When the clouds of madness cleared from Tee’s eyes, she was left with two sentences burning in her mind: “The lance is being built. The runebearers will not come in time.” She wasn’t sure what to make of it.
The priests allowed them to use their baths to clean up, and then they headed back towards the Ghostly Minstrel. On their way back, a flying ship passed overhead. This startled most of the group, but Tee described it as a common sight in Ptolus – the aeroship of House Shever.
When they reached the Ghostly Minstrel, Tee pulled Ranthir to one side and told him the phrase she had emerged with from her madness. He wasn’t sure what it meant either, but he promised to research it the next time he went to the Delver’s Guild Library.
…which turned out to be immediately after dinner. Ranthir and Elestra both headed to the library. While Ranthir researched the things Tee had asked him to look into, Elestra read up on Ghul the Skull-King. What she found confirmed their suspicion that the complex they were exploring was connected with him: There was, in fact, an expansive construction beneath Ptolus referred to collectively as “Ghul’s Labyrinth”. The Delver’s Guild believed that these were the breeding chambers, barracks, and laboratories of Ghul during his dark reign. Much of the treasure drawn up from the depths came from chambers within the Labyrinth. Many delvers were even reporting the discovery of chambers protected with ancient preservation magicks – their contents untouched through the eons. (When Elestra briefed the rest of the group on what she’d found, Dominc grimaced: “Preserved corpses… No… Well, I hope not…”) To find an unexplored section of the Labyrinth, as they had done, promised many rewards.
Tee, meanwhile, bought a newssheet for a copper piece and browsed through it while she taught Dominic the rules of dragonscales. She discovered that earlier that day an older, well-known, and well-liked City Watch guard named Devaral Unissa had been found killed with the shape of a raven carved into his chest. This was the sign of a gang-killing by Kevris Killraven’s men.

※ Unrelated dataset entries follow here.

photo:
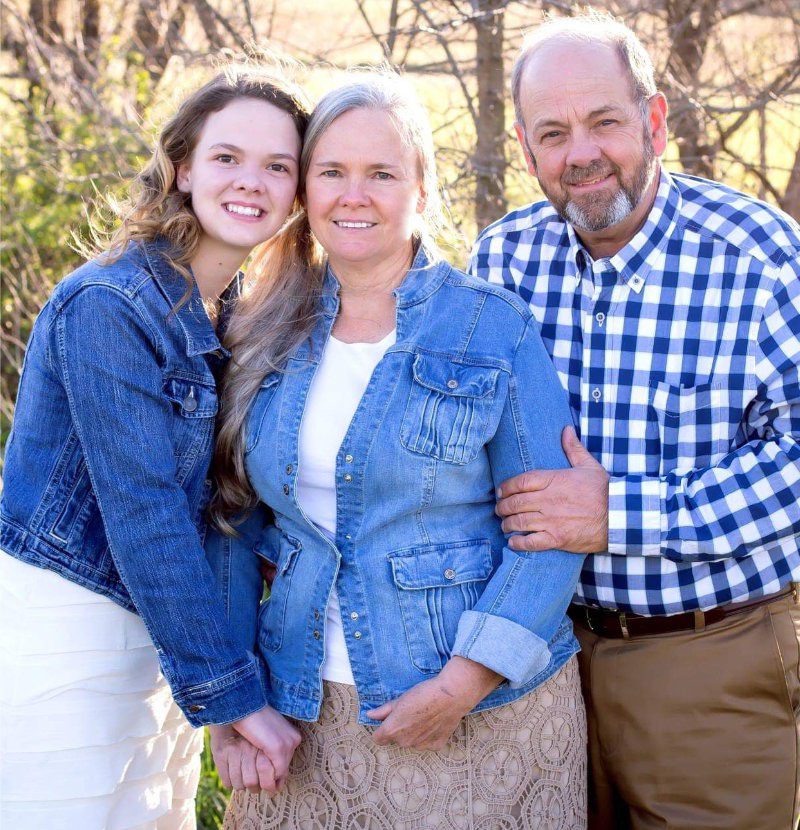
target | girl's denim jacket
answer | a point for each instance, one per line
(465, 398)
(106, 474)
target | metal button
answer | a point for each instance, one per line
(190, 402)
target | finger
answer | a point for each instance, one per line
(249, 771)
(523, 523)
(577, 454)
(542, 540)
(523, 483)
(266, 774)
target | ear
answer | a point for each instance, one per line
(657, 123)
(530, 162)
(183, 178)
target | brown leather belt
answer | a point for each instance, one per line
(620, 625)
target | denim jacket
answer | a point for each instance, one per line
(465, 398)
(107, 464)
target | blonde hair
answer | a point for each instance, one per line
(279, 310)
(155, 207)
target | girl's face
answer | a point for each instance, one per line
(363, 192)
(242, 176)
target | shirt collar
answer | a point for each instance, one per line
(634, 261)
(200, 335)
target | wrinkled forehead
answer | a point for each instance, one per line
(567, 80)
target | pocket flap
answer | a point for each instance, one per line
(438, 566)
(449, 378)
(192, 398)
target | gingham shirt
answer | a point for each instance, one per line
(680, 356)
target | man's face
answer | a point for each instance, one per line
(586, 139)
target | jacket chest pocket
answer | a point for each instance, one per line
(448, 409)
(194, 406)
(272, 612)
(435, 585)
(694, 423)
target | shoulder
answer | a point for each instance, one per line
(749, 226)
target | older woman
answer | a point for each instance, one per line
(374, 404)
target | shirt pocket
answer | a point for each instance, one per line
(435, 585)
(448, 409)
(694, 424)
(281, 552)
(194, 405)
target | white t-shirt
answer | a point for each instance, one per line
(338, 386)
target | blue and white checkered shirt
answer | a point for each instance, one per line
(681, 357)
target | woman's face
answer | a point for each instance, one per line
(363, 191)
(242, 176)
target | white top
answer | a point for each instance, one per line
(338, 386)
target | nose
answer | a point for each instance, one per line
(582, 149)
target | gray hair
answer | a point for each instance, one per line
(386, 92)
(591, 27)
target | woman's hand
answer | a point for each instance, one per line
(276, 738)
(427, 714)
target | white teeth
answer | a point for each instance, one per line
(241, 210)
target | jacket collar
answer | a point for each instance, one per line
(200, 335)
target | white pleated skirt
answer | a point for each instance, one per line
(90, 737)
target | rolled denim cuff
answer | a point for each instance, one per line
(228, 698)
(501, 645)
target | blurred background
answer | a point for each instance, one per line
(85, 83)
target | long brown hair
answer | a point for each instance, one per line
(155, 207)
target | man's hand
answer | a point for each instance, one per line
(270, 732)
(564, 509)
(426, 716)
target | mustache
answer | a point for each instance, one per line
(579, 175)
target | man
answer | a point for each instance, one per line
(671, 308)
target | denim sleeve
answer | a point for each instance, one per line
(108, 361)
(237, 568)
(524, 602)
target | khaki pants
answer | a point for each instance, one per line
(698, 729)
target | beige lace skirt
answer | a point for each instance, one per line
(521, 766)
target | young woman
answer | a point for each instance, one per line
(106, 485)
(406, 392)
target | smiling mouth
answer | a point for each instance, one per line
(341, 223)
(241, 210)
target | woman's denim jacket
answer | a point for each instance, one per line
(107, 465)
(465, 398)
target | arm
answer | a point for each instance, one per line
(107, 358)
(748, 500)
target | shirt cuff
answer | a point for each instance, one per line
(228, 698)
(501, 645)
(634, 516)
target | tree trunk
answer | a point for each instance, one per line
(489, 159)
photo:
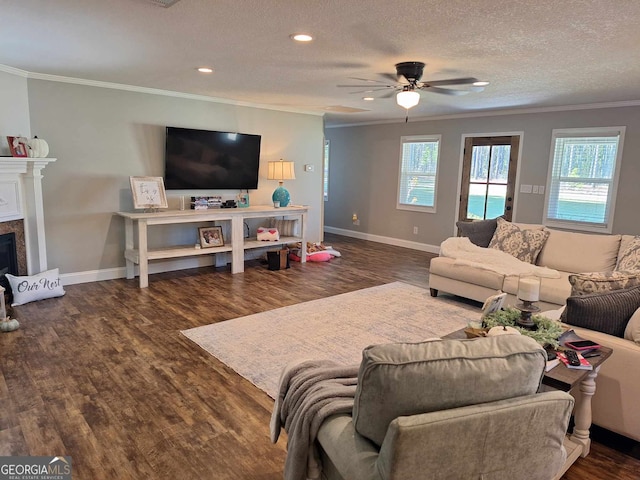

Agnarr, boozing it up, was hearing the same thing from others in the Ghostly Minstrel’s bar. Tee was surprised to hear that the Killravens were now considered to rival the Balacazars as the premiere criminal gang in the town. When she had left Ptolus a little more than a year before, the Killravens had only just arrived in town. It was rumored that many of Kevris’ top lieutenants had come with her from out of town.
After talking it over, Tee and Dominic decided to head over to the Cloud Theater and try to talk to the “Dullin boy”. Tee was convinced that this boy’s life was in danger, and she wanted to warn him.